The club were recently managed by former Bohemians and Shamrock Rovers manager Roddy Collins. They also boast a link with Shamrock Rovers.  
 

Montreal Impact (Montreal, Canada)
The club was originally known as Montreal Supra from 1988-1992 before it went out of business. The impact club was founded in 1993 to give Montreal a football team they so dearly craved.
The original club, Montreal Supra, were founded by the Montreal Hibernian society. The club itself emerged from the shadows of an older club, Montreal Hibernians, and the Irish population in the city had been strong for over a century.  The club also boasted top GAA and rugby teams.

Panathinaikos (Athens, Greece)
The club was founded in 1908 but while they boast a shamrock as their crest and wear a green jersey, they have no real Irish connection.

Guillermo Brown (Argentina)
Guillermo or William Brown was born in Foxford, County Mayo in 1777.He is regarded as a national hero in Argentina for helping win victories in the Argentine war of independence and he is also known as the father of the Argentine navy.  Four clubs exist in his honour. Club Atletico Almirante Brown was founded in 1917 in the town of Arrecifes. They compete in the Liga de futbol de Arrecifes.

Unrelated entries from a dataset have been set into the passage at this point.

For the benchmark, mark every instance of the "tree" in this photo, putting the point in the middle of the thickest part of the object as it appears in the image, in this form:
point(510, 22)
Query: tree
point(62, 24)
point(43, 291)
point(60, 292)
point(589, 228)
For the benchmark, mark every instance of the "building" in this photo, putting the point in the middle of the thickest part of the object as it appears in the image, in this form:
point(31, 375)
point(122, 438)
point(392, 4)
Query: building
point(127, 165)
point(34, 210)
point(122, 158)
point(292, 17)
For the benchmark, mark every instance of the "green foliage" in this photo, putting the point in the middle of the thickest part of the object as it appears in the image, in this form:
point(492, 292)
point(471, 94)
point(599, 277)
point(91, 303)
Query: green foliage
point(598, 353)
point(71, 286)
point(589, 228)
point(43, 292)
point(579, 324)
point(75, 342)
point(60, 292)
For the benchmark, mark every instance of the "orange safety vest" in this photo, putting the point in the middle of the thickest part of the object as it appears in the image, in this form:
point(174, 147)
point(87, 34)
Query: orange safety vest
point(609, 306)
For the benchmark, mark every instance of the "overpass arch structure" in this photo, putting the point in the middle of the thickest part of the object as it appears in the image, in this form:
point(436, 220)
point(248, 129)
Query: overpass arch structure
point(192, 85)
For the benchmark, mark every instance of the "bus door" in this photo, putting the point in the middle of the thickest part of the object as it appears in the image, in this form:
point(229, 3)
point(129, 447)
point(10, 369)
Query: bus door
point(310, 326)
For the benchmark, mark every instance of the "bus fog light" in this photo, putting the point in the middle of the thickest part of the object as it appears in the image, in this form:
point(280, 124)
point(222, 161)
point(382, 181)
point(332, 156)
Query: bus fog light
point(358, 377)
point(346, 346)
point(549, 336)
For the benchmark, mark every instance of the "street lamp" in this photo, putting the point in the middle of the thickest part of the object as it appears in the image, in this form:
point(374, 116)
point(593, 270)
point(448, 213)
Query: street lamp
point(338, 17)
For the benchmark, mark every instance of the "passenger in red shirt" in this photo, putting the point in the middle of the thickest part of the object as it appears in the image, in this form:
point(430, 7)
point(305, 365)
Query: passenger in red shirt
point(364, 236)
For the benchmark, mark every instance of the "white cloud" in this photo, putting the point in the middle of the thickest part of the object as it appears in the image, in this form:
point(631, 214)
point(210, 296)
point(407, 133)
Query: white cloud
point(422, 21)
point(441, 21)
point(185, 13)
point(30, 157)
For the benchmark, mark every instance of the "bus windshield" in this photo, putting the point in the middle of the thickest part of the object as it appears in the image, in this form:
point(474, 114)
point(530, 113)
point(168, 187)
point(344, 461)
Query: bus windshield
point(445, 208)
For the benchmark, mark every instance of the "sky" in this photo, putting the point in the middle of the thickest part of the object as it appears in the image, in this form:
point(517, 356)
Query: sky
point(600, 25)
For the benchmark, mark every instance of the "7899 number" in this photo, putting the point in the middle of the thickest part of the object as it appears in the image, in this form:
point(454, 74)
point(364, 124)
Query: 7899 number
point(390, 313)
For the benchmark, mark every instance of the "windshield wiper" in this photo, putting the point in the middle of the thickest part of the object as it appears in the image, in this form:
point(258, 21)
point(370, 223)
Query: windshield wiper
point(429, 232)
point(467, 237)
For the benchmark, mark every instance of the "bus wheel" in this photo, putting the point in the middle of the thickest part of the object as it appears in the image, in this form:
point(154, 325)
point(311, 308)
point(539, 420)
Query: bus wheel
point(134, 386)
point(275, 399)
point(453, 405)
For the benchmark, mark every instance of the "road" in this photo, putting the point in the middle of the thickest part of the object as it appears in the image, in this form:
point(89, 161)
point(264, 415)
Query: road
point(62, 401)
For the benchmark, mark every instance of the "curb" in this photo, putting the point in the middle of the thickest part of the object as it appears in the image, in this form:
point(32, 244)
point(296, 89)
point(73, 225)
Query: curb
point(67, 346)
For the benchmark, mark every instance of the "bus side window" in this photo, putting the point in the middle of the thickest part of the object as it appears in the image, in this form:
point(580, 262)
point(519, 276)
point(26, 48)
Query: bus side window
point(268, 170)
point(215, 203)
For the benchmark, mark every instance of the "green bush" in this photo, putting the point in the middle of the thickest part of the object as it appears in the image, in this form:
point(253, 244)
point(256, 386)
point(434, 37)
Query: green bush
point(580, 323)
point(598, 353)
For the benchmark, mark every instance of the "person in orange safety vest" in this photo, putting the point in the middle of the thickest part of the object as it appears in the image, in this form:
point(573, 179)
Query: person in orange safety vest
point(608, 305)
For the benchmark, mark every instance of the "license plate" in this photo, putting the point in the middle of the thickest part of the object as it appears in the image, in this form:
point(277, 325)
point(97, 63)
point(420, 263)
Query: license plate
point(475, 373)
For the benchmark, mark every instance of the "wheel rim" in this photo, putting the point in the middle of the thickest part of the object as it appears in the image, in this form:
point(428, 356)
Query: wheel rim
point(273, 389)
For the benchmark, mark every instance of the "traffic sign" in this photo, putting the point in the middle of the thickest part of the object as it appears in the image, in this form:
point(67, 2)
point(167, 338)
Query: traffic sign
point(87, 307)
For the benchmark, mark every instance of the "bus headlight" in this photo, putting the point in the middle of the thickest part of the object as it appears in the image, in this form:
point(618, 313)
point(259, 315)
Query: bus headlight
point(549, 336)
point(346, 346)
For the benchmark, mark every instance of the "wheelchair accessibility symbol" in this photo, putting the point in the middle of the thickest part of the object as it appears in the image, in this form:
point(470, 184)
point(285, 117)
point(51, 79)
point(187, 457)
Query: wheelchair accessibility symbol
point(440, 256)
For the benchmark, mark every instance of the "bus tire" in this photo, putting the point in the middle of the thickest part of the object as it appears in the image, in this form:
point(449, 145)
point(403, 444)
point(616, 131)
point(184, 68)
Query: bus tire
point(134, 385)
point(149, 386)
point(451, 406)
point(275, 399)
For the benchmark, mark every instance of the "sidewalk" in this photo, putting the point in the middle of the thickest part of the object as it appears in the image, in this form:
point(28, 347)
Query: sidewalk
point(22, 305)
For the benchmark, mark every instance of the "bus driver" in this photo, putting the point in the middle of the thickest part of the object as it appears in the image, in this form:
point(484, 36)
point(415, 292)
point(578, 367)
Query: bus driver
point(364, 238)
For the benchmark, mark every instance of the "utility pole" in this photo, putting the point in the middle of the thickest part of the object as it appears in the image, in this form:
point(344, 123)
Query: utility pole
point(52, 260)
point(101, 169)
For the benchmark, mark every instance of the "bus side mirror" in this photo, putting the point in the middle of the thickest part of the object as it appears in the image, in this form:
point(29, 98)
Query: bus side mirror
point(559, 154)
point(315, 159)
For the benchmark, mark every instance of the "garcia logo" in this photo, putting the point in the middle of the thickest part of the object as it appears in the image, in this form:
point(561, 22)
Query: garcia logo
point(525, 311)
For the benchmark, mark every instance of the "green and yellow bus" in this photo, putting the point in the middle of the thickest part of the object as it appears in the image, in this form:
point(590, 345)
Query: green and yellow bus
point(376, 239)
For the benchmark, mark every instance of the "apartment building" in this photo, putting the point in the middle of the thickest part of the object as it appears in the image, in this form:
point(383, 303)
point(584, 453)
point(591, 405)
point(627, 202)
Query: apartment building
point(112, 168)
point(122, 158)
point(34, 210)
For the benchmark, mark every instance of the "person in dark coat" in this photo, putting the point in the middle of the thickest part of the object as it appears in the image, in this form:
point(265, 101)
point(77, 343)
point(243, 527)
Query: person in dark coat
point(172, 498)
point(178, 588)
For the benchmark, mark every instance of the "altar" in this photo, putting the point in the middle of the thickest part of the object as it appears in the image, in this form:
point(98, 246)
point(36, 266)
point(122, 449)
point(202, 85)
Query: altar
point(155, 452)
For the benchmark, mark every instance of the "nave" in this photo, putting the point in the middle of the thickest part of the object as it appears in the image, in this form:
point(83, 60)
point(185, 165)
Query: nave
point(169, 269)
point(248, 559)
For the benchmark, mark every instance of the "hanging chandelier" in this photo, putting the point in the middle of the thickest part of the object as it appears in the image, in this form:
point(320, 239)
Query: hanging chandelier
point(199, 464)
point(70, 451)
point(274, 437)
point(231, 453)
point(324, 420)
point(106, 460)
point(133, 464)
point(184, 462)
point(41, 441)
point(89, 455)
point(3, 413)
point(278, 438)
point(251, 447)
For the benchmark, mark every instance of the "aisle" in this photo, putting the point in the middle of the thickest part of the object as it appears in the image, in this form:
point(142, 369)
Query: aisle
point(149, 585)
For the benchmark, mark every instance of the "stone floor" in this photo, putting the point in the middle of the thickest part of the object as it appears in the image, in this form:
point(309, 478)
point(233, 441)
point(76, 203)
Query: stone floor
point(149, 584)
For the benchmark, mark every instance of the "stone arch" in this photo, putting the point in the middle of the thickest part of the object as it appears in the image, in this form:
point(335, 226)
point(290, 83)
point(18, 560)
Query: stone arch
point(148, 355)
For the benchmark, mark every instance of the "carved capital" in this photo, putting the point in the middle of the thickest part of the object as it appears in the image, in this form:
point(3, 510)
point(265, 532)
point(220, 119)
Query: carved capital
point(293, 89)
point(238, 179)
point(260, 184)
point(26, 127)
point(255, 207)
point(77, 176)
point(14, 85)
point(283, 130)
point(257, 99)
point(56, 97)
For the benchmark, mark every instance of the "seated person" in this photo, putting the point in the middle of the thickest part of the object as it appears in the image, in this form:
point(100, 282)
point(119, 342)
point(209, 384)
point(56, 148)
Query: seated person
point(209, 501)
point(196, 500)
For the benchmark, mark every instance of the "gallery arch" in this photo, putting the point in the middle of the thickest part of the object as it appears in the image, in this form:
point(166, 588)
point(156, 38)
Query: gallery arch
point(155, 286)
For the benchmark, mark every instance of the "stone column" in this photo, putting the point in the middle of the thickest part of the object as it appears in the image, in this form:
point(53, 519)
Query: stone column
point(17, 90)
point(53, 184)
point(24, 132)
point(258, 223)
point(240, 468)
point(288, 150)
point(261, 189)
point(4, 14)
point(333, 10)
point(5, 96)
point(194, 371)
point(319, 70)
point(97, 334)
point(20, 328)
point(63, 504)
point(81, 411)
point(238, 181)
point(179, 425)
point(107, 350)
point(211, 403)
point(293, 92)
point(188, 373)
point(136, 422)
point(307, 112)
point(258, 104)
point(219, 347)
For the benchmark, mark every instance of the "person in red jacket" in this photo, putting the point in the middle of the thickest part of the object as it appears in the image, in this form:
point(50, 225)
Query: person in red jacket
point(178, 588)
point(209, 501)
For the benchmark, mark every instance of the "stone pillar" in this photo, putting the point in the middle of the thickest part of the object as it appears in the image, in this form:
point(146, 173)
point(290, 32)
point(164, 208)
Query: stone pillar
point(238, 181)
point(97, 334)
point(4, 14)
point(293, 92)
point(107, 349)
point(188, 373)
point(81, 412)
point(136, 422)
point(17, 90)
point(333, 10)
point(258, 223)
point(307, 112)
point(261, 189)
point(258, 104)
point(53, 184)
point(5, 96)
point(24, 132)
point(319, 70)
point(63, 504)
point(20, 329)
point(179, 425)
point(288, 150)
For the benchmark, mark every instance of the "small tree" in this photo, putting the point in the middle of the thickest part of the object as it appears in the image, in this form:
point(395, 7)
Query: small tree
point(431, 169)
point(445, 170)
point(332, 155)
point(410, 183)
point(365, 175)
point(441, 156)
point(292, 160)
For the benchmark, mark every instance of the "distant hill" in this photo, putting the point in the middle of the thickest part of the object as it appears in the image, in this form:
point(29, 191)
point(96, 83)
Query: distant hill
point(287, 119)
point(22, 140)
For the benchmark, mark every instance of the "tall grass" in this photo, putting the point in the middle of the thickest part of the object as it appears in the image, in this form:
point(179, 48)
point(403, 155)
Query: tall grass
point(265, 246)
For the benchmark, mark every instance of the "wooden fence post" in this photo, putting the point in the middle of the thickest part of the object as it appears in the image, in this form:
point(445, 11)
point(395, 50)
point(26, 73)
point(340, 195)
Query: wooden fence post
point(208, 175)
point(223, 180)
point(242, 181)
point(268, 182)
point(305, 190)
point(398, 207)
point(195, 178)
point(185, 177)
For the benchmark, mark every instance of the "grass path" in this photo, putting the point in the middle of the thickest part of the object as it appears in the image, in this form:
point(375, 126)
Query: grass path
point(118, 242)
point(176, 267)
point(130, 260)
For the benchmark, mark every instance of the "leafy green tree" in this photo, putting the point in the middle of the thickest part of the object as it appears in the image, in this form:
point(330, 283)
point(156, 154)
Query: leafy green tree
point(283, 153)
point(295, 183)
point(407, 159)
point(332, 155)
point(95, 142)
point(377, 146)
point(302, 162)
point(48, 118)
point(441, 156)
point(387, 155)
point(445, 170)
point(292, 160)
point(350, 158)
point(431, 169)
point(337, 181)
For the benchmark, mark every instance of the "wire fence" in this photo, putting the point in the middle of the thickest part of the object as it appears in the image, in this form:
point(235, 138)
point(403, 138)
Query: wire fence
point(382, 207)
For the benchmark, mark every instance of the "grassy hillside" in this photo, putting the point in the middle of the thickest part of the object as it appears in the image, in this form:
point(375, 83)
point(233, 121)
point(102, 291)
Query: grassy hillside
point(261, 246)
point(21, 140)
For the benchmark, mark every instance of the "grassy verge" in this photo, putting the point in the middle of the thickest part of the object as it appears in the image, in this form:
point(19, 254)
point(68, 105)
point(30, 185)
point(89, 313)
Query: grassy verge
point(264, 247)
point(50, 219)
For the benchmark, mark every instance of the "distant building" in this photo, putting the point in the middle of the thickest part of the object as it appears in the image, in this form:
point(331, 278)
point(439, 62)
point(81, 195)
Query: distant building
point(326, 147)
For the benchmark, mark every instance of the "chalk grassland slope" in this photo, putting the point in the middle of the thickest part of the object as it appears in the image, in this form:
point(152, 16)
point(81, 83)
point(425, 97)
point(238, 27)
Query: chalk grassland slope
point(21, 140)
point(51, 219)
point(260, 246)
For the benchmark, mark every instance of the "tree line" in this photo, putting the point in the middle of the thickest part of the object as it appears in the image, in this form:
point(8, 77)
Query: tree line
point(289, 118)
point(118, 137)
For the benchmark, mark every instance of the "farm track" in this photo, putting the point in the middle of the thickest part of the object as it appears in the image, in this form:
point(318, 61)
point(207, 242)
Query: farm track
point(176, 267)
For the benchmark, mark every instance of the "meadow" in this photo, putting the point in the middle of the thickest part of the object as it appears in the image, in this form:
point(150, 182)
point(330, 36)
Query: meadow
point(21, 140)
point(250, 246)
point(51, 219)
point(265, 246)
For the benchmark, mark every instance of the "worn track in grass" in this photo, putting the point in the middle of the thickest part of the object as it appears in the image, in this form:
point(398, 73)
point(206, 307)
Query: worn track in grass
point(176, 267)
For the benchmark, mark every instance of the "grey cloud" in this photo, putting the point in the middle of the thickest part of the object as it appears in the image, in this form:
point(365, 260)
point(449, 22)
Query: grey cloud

Club Almirante Brown de Isidro Casanova were founded in 1922 in Isidro Casanova. They play in the Primera B Metropolitana. Brown Athletic Club were founded in Adroguè in 1945 as a multi sports club. They have never played in the Primera division.  Club Social Y Guillermo Brown or Guillermo Brown for short is a football team from Puerto Madryn in Chubut. Also founded in 1945, they play in the third tier of the Argentine league.